愛したがりのカラダがね…、《Berry's Cafe限定》-【完】

それからも新川さんは毎日、午前11時前後に銀行にやって来てはキャッシュコーナーは使わず窓口で五千円を下ろして行った。


でも、私のあの質問には答えてくれず、ただ優しい笑顔を残して帰って行く。


いったい、どんな意味があるんだろう…




そして週末。金曜日の夕方、仕事帰りに地下鉄に乗っていると久しぶりに大塚さんからメールがあり食事に誘われた。


メールには、月曜日の夜に会いたい。時間はまた電話すると…そしてメールの最後には『そろそろ返事を聞かせて欲しい』との文字。


そうだよね。いつまでもこのままじゃ大塚さんに申し訳ない。彼にはハッキリ付き合えないと言うべきだよね…

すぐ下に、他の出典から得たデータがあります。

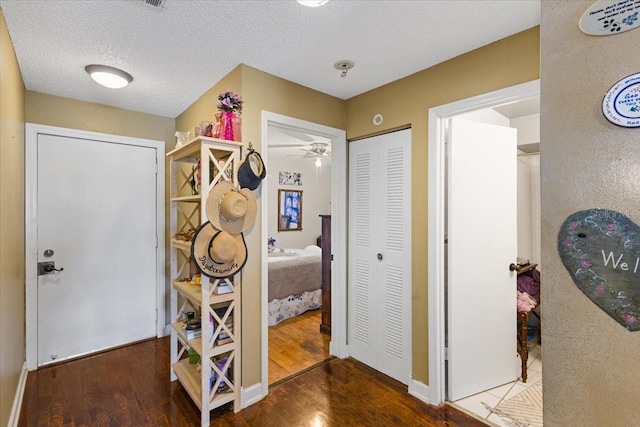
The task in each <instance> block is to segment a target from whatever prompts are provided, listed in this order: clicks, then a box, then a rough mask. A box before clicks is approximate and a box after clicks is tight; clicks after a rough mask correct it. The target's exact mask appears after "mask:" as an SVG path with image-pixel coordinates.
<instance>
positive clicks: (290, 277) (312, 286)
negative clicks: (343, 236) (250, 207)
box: [261, 113, 346, 392]
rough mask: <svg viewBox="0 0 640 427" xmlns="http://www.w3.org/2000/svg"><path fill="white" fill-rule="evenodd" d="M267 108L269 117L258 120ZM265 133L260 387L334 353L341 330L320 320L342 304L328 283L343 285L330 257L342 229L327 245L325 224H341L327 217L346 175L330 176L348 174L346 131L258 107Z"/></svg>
mask: <svg viewBox="0 0 640 427" xmlns="http://www.w3.org/2000/svg"><path fill="white" fill-rule="evenodd" d="M265 114H268V115H269V116H271V117H270V118H271V120H264V115H265ZM265 122H266V126H265ZM263 133H264V134H265V135H263V150H262V151H263V152H262V156H263V158H264V161H265V164H266V168H267V176H266V179H265V180H264V181H263V185H262V188H261V197H262V207H263V214H262V234H263V240H264V241H265V242H264V245H263V248H264V253H263V255H262V260H263V262H262V276H263V279H262V282H263V283H262V289H263V298H262V299H263V311H264V312H263V316H262V319H263V339H264V341H263V342H264V343H265V344H266V345H263V359H262V361H263V375H262V382H263V390H265V392H266V390H268V385H273V384H275V383H278V382H279V381H281V380H283V379H285V378H288V377H290V376H292V375H296V374H299V373H301V372H303V371H305V370H307V369H309V368H311V367H314V366H316V365H318V364H320V363H323V362H324V361H326V360H328V359H329V358H330V354H339V353H338V348H339V347H340V346H339V345H337V342H339V341H342V340H340V339H337V340H336V338H338V337H340V336H341V333H342V331H341V330H340V328H338V330H337V331H335V333H333V331H331V332H330V333H329V334H328V333H327V325H326V321H327V318H328V319H331V318H332V317H333V316H331V313H332V312H333V310H334V309H335V308H336V307H335V306H337V307H341V306H342V307H344V306H345V305H346V302H345V301H344V299H345V298H341V297H340V294H341V293H340V292H338V297H334V298H336V303H335V304H331V298H330V295H331V293H330V292H331V289H332V288H334V287H337V288H338V289H340V288H341V287H342V288H344V280H340V277H341V274H340V271H341V270H342V271H344V268H345V267H343V266H342V264H344V263H345V261H344V260H345V258H344V257H341V258H340V259H341V260H342V261H337V260H336V261H335V262H331V255H332V254H334V255H335V256H336V258H337V254H338V253H340V251H341V249H340V247H341V246H342V245H341V241H342V240H344V239H341V238H340V231H339V230H336V231H337V233H336V232H334V236H335V235H337V237H338V238H337V239H334V241H335V243H334V245H333V247H328V246H327V243H330V242H331V230H332V229H333V228H339V226H336V225H335V224H333V225H332V224H331V217H332V216H334V217H335V218H339V216H340V213H339V211H340V209H337V210H336V209H333V208H332V206H336V205H337V206H338V207H340V206H341V203H340V200H341V195H342V196H344V195H346V192H343V191H340V186H339V185H336V184H338V183H339V182H342V183H343V184H344V182H345V180H339V181H335V179H336V178H335V177H336V176H340V175H341V173H344V174H346V168H345V167H344V166H342V167H341V165H344V162H345V158H346V140H345V139H344V131H341V130H338V129H333V128H327V127H325V126H321V125H317V124H314V123H309V122H305V121H301V120H297V119H292V118H288V117H284V116H278V115H273V114H271V113H263ZM336 146H337V147H338V151H337V156H334V155H335V154H336V150H335V148H336ZM336 162H337V163H338V168H336V169H334V163H336ZM336 189H337V191H336ZM342 193H344V194H342ZM335 201H337V203H336V202H335ZM344 215H346V213H345V214H344ZM345 222H346V221H345ZM338 224H340V222H338ZM323 243H324V244H323ZM321 248H324V254H323V250H322V249H321ZM332 270H334V271H332ZM336 270H337V274H336ZM323 275H324V280H323ZM332 276H334V277H336V280H332ZM327 278H328V280H327ZM332 282H335V283H332ZM341 282H342V283H341ZM327 291H328V292H327ZM323 294H324V298H323ZM341 299H342V301H341ZM323 300H324V301H323ZM332 306H333V307H332ZM345 315H346V314H343V315H342V317H343V318H344V316H345ZM339 317H340V316H339V315H338V318H339ZM265 325H266V326H265ZM332 335H333V336H332ZM265 347H266V348H265Z"/></svg>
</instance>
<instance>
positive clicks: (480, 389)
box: [429, 82, 542, 425]
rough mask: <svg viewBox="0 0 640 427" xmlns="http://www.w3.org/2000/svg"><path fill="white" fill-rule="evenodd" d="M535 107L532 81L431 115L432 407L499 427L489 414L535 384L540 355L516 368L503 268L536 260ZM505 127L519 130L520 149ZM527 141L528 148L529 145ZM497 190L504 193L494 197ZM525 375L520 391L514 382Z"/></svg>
mask: <svg viewBox="0 0 640 427" xmlns="http://www.w3.org/2000/svg"><path fill="white" fill-rule="evenodd" d="M538 108H539V82H530V83H527V84H523V85H519V86H515V87H513V88H508V89H505V90H501V91H496V92H493V93H490V94H486V95H481V96H478V97H476V98H470V99H468V100H463V101H459V102H456V103H452V104H448V105H445V106H441V107H437V108H434V109H432V110H431V111H430V123H429V128H430V168H431V170H430V182H432V183H434V184H431V185H430V201H429V203H430V211H429V216H430V222H429V229H430V237H429V239H430V246H429V252H430V263H429V264H430V267H429V270H430V307H429V311H430V321H433V322H434V323H435V324H436V326H435V328H434V332H436V333H435V334H433V335H432V336H431V337H430V348H433V349H434V350H433V352H432V354H433V355H434V356H435V357H434V358H433V360H431V361H430V379H432V384H430V388H431V386H433V395H432V399H431V400H432V401H433V402H435V403H437V402H441V401H443V400H449V401H453V402H455V403H456V404H457V405H459V406H462V407H464V408H465V409H468V410H470V411H472V412H474V413H476V414H477V415H479V416H481V417H483V418H485V419H487V420H490V421H492V422H494V423H496V424H499V425H503V424H501V422H502V420H501V419H500V418H501V417H499V416H498V415H497V413H498V412H495V411H493V410H494V409H495V410H497V411H498V410H501V409H502V407H501V406H499V405H502V404H503V402H508V401H509V400H510V399H512V398H515V397H516V396H515V395H516V394H518V393H519V392H523V391H526V390H528V389H529V387H530V386H533V385H534V384H536V383H538V382H539V381H540V378H541V367H542V365H541V361H540V359H539V357H536V356H538V355H537V354H535V353H534V354H532V353H529V359H528V360H527V359H526V358H522V361H521V360H519V357H521V356H522V354H523V353H522V352H521V351H519V350H518V345H517V344H516V330H517V327H516V324H517V317H518V316H516V309H517V311H518V312H520V311H521V310H520V307H519V306H517V305H516V289H517V286H516V273H515V272H510V270H511V268H510V266H509V265H510V263H514V266H515V264H516V263H520V262H522V263H525V262H526V261H525V260H517V257H520V258H524V259H526V260H527V261H530V262H531V263H534V264H537V263H539V261H540V259H539V256H540V250H539V246H540V232H539V230H540V221H539V157H538V156H539V148H538V147H539V145H538V144H539V124H538V120H539V119H538V117H539V110H538ZM478 109H481V110H478ZM470 111H473V113H469V112H470ZM465 113H467V114H465ZM509 128H517V129H518V132H517V140H516V139H515V136H516V133H515V131H514V130H513V129H509ZM508 131H511V132H508ZM509 134H511V135H509ZM527 134H529V136H532V137H533V138H534V139H531V140H529V141H527V140H526V139H527V138H528V137H527ZM485 139H486V141H485ZM436 141H437V142H436ZM494 143H495V144H497V146H496V147H493V146H492V145H491V144H494ZM529 143H530V144H529ZM507 145H508V146H509V147H510V149H508V150H505V149H506V148H507V147H506V146H507ZM516 147H517V148H518V152H517V153H518V154H516ZM500 153H502V155H503V157H500V155H501V154H500ZM496 160H498V163H496V164H493V166H490V165H491V162H493V161H496ZM516 164H517V167H516ZM440 165H441V166H440ZM445 165H446V166H445ZM507 170H508V171H509V174H510V175H509V176H508V177H506V176H504V174H505V173H506V171H507ZM499 174H503V175H501V176H497V177H496V175H499ZM522 178H525V180H527V181H528V184H527V185H526V186H523V185H521V184H522V183H524V180H522ZM521 181H522V182H521ZM504 184H508V188H506V189H502V190H500V188H502V186H504ZM516 188H517V191H516ZM456 189H457V190H458V191H457V190H456ZM469 190H471V191H469ZM496 190H497V191H496ZM525 190H526V191H525ZM487 191H488V193H487ZM516 196H517V197H516ZM522 196H526V197H528V200H520V198H521V197H522ZM474 200H475V203H474ZM523 202H527V203H523ZM469 203H470V204H469ZM438 206H439V207H440V208H438ZM523 208H524V209H523ZM536 214H537V215H536ZM493 219H495V220H498V222H499V225H498V226H494V225H491V221H492V220H493ZM485 232H488V233H489V235H490V238H487V237H486V235H483V233H485ZM476 243H480V245H479V246H478V245H476ZM474 245H476V246H475V249H473V247H474ZM505 245H506V248H505ZM469 248H471V253H465V251H466V250H467V249H469ZM516 248H517V249H516ZM503 249H504V250H503ZM501 250H502V252H500V251H501ZM503 252H504V253H503ZM501 253H503V255H500V254H501ZM492 257H493V258H492ZM496 257H497V258H496ZM502 276H505V278H504V280H502V279H499V278H500V277H502ZM500 280H502V281H500ZM519 282H520V281H519V280H518V286H519V285H520V283H519ZM501 283H502V284H503V285H500V284H501ZM469 286H471V288H469ZM476 291H478V292H481V293H480V294H477V293H474V292H476ZM500 301H502V302H500ZM538 301H539V300H538ZM465 304H466V306H465ZM469 304H474V306H473V307H471V306H469ZM465 307H466V308H465ZM465 313H467V314H465ZM464 316H467V319H466V321H465V319H464ZM533 317H535V316H530V320H532V319H531V318H533ZM491 322H493V323H492V324H490V325H489V326H487V324H488V323H491ZM532 341H533V340H532ZM527 344H529V343H527V342H526V341H525V343H524V345H525V346H527ZM532 344H534V345H535V344H537V343H535V342H533V343H532ZM525 348H526V347H525ZM468 349H471V350H470V351H467V350H468ZM478 349H482V351H480V353H478ZM468 357H471V363H468V362H469V359H467V360H465V358H468ZM524 360H527V361H526V362H524ZM536 362H537V363H536ZM492 363H497V365H496V366H498V367H497V368H494V367H492V366H491V364H492ZM521 364H522V365H523V366H522V370H521ZM469 366H473V368H472V369H467V368H468V367H469ZM525 366H526V368H525ZM527 370H528V379H527V381H526V383H525V382H524V381H515V380H517V379H518V377H520V376H521V375H522V376H523V377H524V378H526V375H527ZM498 374H500V375H501V376H500V375H498ZM525 394H526V393H525ZM502 412H506V411H502ZM540 413H541V412H540Z"/></svg>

そう思いながら重い足取りで地下鉄を降り寮に向かって歩いていると、寮の近くまで来た所で玄関の横に誰か立っているのが見えた。街灯の光が届かない場所に立っているから男女の区別もつかない。


別段、気に留めることも無く足を進めていた私。でも、その人影が誰か分かった瞬間、恐怖で全身に鳥肌が立ち、血の気が引いていくのがハッキリ分かった。

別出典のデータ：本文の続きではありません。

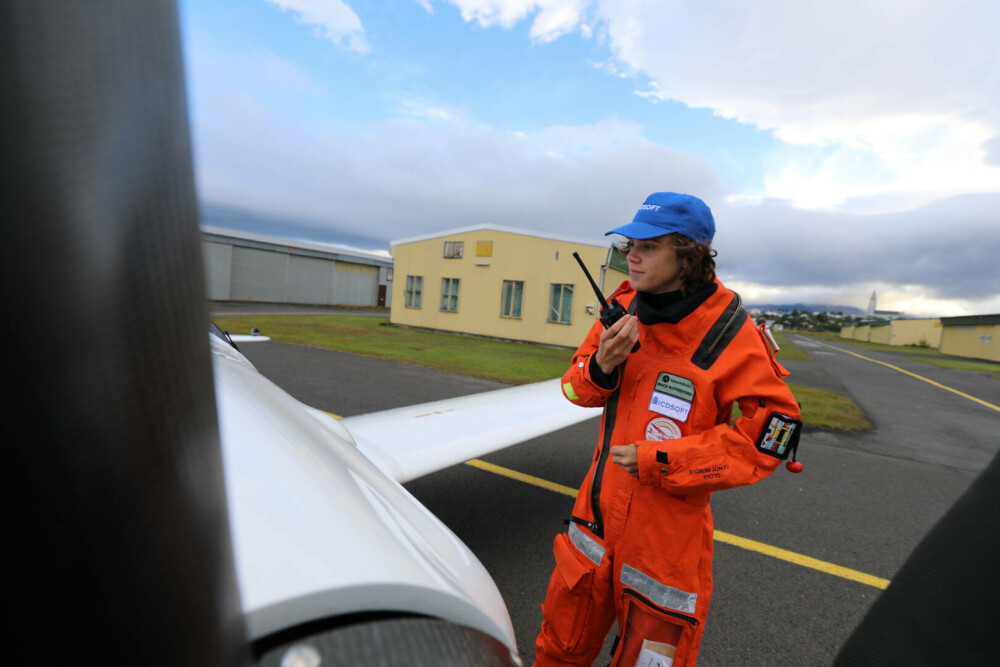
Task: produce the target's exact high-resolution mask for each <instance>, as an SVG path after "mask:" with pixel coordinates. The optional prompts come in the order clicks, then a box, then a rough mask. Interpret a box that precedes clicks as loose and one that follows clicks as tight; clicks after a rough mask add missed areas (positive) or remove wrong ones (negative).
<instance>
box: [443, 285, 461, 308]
mask: <svg viewBox="0 0 1000 667" xmlns="http://www.w3.org/2000/svg"><path fill="white" fill-rule="evenodd" d="M460 287H461V284H460V281H459V279H458V278H442V279H441V310H442V311H443V312H445V313H457V312H458V291H459V288H460Z"/></svg>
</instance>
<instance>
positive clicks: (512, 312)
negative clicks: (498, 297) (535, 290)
mask: <svg viewBox="0 0 1000 667" xmlns="http://www.w3.org/2000/svg"><path fill="white" fill-rule="evenodd" d="M523 295H524V281H523V280H505V281H503V291H502V292H500V317H516V318H518V319H520V318H521V297H522V296H523Z"/></svg>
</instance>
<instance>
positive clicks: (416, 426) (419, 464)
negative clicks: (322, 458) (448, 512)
mask: <svg viewBox="0 0 1000 667" xmlns="http://www.w3.org/2000/svg"><path fill="white" fill-rule="evenodd" d="M559 382H560V381H559V380H558V379H554V380H546V381H544V382H538V383H535V384H529V385H523V386H520V387H510V388H509V389H499V390H496V391H489V392H485V393H482V394H473V395H471V396H462V397H459V398H450V399H445V400H442V401H435V402H433V403H423V404H421V405H413V406H409V407H405V408H396V409H394V410H385V411H382V412H373V413H370V414H366V415H360V416H357V417H347V418H345V419H343V420H341V424H342V425H343V426H344V427H345V428H346V429H347V430H348V431H350V433H351V435H352V436H354V440H355V442H357V443H358V446H359V447H360V448H361V449H362V450H363V451H364V452H365V453H366V454H367V455H368V457H369V458H371V459H372V460H373V461H375V462H376V463H378V464H379V465H380V466H381V467H382V469H383V470H385V471H386V472H387V473H388V474H389V475H391V476H392V477H393V478H394V479H395V480H396V481H397V482H400V483H402V482H408V481H410V480H411V479H415V478H417V477H420V476H422V475H426V474H428V473H432V472H434V471H436V470H441V469H442V468H446V467H448V466H452V465H455V464H457V463H462V462H464V461H468V460H469V459H473V458H476V457H478V456H482V455H484V454H488V453H490V452H495V451H497V450H499V449H503V448H504V447H509V446H510V445H514V444H517V443H519V442H524V441H525V440H530V439H531V438H536V437H538V436H541V435H545V434H546V433H551V432H552V431H555V430H558V429H561V428H564V427H566V426H571V425H572V424H576V423H578V422H581V421H584V420H586V419H590V418H592V417H595V416H597V415H599V414H600V410H599V409H595V408H581V407H579V406H576V405H573V404H572V403H570V402H569V401H567V400H566V398H565V397H564V396H563V395H562V392H561V391H560V390H559Z"/></svg>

薄ら笑いを浮かべたその人物が、動揺して動けなくなった私に近づいて来る。


「やぁ!真央ちゃん」


暗闇に浮かびあがった淀んだ瞳が私を凝視してる。


心臓が張り裂けそうなくらい高鳴り、息が苦しくなって足がガクガク震え出す。それはまるで、悪夢を見てる様な心境だった。